Edited by author 09.01.2007 08:43
Re: Please, help!!!
Posted by Burunduk1 9 Jan 2007 08:47
It's very easy to constract answer with length N... (induction)
Re: Please, help!!!
Posted by KIRILL(ArcSTU) 9 Jan 2007 11:41
Burunduk1 wrote 9 January 2007 08:47
It's very easy to constract answer with length N... (induction)

You mean that it can be solved without long numbers?

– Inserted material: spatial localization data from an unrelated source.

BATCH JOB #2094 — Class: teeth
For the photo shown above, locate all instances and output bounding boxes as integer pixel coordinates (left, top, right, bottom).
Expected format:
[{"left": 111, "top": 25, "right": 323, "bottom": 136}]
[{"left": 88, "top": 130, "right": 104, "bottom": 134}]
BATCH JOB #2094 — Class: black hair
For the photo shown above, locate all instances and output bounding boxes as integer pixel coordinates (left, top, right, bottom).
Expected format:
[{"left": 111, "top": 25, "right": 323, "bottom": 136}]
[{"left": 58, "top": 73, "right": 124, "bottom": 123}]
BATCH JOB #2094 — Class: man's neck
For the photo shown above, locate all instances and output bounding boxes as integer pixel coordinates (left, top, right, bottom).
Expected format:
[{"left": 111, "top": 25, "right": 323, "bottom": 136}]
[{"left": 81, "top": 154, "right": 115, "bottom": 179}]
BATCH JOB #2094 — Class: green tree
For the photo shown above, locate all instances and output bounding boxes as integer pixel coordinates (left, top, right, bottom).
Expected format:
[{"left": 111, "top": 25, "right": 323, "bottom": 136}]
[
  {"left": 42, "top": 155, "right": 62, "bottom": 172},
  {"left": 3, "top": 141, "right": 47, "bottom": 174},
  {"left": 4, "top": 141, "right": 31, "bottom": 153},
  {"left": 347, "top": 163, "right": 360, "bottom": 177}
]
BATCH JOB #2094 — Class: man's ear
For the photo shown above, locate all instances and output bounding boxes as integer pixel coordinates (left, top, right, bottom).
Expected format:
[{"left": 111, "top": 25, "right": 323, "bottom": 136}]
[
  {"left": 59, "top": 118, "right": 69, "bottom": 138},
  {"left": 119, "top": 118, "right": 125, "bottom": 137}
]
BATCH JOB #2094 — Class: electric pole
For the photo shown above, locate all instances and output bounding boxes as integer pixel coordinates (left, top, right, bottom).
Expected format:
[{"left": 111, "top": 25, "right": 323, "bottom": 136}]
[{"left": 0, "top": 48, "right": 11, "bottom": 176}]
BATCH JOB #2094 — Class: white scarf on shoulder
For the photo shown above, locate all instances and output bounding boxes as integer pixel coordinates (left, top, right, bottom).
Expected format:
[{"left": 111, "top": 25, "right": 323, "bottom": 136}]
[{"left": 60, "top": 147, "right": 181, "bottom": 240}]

I can not find nothing better than divide number on 2^N
on every step
Reccurence!
Posted by svr 11 Jan 2007 22:57
Let H[N]- number under considaration.
Let we define integer K[N]=H[N]/(2^N);
Then K[N+1]=(m*(5^(N-1))+K[N-1])/2; where m=1 or 2;
and K[1]=1;
We solve this reccurence in long arithmetics.
In my module was bad long dividing, thank to this problem
that bug removed now.
Who can explain, how can I find the number, wich devide on 2^100???
I find 2^100 and than add 2^100 until all digits will be 1 and 2... My programm worked 2 hours, but didn't give me the answer!!!
Re: Who can explain, how can I find the number, wich devide on 2^100???
Am I right???
Re: Who can explain, how can I find the number, wich devide on 2^100???
Posted by Nikolaev Maxim 6 Feb 2007 18:06
Some number is divisible on 2^n if number which has been written down in his last n digits is divisible on 2^n.

Means we can consistently select digits in the answer.